Gen-Probe requested that the requirement for an Environmental Assessment be waived for this BLA Efficacy Supplement. Under 21 CFR 25.31(c), the requirement for an environmental impact assessment is categorically waived for an application to market a biologic product if the substances associated with that product occur naturally in the environment and the action of the product does not significantly alter the concentration or distribution of those substances, their metabolites, or degradation products in the environment. Gen-Probe, in accordance with current Good Manufacturing Practices, performs all production activities in compliance with applicable environmental regulations. The Ultrio Plus Assay does not have significant environment impact. This claim for categorical exclusion was found to be justified.

 

Lot Release Testing Result:

Three consecutive clinical lots of the Ultrio Plus Assay were received and tested in the Division of Biological Standards and Quality Control (DBSQC). Three lots met the current Expected Reactivity for the FDA/CBER Reference Panels for HIV-1 RNA, HCV RNA, and HBV DNA used to evaluate kit function.

Note: Lot Release Testing of the Ultrio Plus Assay is performed on the eSAS instrument, not on the TIGRIS instrument. FDA lot release cannot be done on the TIGRIS platform on which the test is intended to be used because FDA does not have a TIGRIS instrument at this time. A TIGRIS instrument will not be available to FDA in the near future ---b(4)---------------------------------------------. The original Ultrio and Ultrio Plus Assays are similar, and since each lot of Ultrio kits is currently being released based on FDA testing using only eSAS, lot release testing for Ultrio Plus is likewise being done using the eSAS instrument at FDA.  It is highly unlikely that a lot that would not pass when tested on TIGRIS would pass using eSAS. At the same time FDA will request Gen-Probe to perform the testing of a coded lot release panel on the TIGRIS instrument and to submit the results to FDA.

The following is a list of the kit lots submitted in support of approval:

 Master Lot Number Expiration Date Lot Release Assay Determination
 --b(4)--- 2013-08-15 PASS
 ---b(4)--- 2013-09-15 PASS
 --b(4)----- 2013-10-15 PASS

Recommendations

Based on the review of the information submitted in the application and additional information submitted in response to all review issues raised by the review committee members, all reviewers agreed that the Ultrio Plus Assay may be approved contingent upon the fulfillment of a Postmarket Commitment (PMC).
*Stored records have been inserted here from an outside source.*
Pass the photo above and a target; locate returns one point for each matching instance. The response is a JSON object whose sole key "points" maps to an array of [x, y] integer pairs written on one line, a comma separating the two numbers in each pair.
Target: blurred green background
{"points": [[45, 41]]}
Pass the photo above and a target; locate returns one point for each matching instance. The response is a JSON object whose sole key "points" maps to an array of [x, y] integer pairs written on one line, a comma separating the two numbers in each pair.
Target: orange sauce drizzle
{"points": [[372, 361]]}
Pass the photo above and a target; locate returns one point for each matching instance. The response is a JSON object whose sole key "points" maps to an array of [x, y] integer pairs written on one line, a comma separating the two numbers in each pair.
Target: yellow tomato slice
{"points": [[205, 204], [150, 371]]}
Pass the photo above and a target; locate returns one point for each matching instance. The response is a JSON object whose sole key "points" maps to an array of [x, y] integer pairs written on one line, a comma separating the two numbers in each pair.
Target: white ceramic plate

The PMC will allow the agency to update the labeling for the HIV-1, HCV, and HBV limited supplemental claims.

The requirements and conditions in the PMC are:
In order to further update the Ultrio Plus Assay labeling for the HIV-1, HCV, and HBV limited supplemental claims, Gen-Probe will provide the results of Ultrio Plus Assay testing of the following:

  1. -----b(4)----------------------------------------------------------------------------------------------------------------------------------------------------
  2. -----b(4)---------------------------------------------------------------------------------------------------------------------------------------------------------
  3. ------b(4)----------------------------------------------------------------------------------------------------------------------------------------------------------------
  4. ------b(4)------------------------------------------------------------------------------------------------------------------------------------------------------------------------
  5. ------------------------------b(4)-------------------------------------------------------------------------------------------------------------------------------------

Gen-Probe agreed that they will provide the results of this testing as a supplement to the BLA within six months of approval of the BLA efficacy supplement for the Ultrio Plus Assay.